Kelly montou o acampamento ao lado de Valentina e seu grupo, ocupando um espaço no gramado próximo.
Marcos percebeu a movimentação e ficou claramente incomodado.
— Essas duas pessoas não têm limite, não? Estão sempre grudadas, feito sombra.
Valentina também achou a situação irritante, mas o local era grande e as vagas para acampar funcionavam por ordem de chegada. Não havia muito o que ela pudesse dizer ou fazer.
Marcos terminou de montar o toldo e se preparava para armar as barracas.
Jane, por sua vez, mostrou sua habilidade prática, instalando rapidamente dois balanços de rede entre as árvores.
Marina e Noah, animados, deitaram-se em uma rede cada um enquanto Jane e Daniela balançavam gentilmente as crianças, que riam sem parar.
Do outro lado, Kelly começou a montar sua barraca com Gabriel no espaço vazio ao lado do grupo de Valentina.
— Gabriel, deixa que eu cuido disso sozinha. Vai brincar com os seus irmãozinhos.
Gabriel sorriu, assentiu com a cabeça e foi correndo em direção às redes, onde Marina e Noah estavam.
— Ei, ei, ei. — Marcos, ao ver Gabriel se aproximar das crianças, largou o que estava fazendo e foi rapidamente interceptá-lo.
Gabriel parou de repente e olhou para cima, encarando Marcos.
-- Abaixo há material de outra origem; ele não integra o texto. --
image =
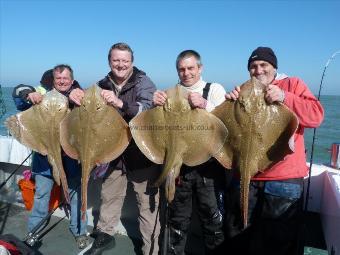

Mesmo depois de quatro anos, Gabriel ainda se lembrava do homem. Ele sabia que Marcos não gostava dele.
— Tio Marcos. — Ele cumprimentou educadamente, mantendo uma postura rígida.
Marcos cruzou os braços e soltou uma risada cínica.
— Ah, então você cresceu, hein? Quatro anos depois e já dá pra ver que não foi só na altura.
— Tio Marcos, eu só quero brincar com minha irmãzinha. Você pode me deixar passar?
— Nem pensar. — Marcos apontou para trás, bloqueando o caminho de Gabriel. — Eu sou do tipo que adora fazer justiça coletiva. Azar o seu de ter nascido filho de uma mãe sem escrúpulos. Agora, dá meia-volta e não chega perto da minha filha.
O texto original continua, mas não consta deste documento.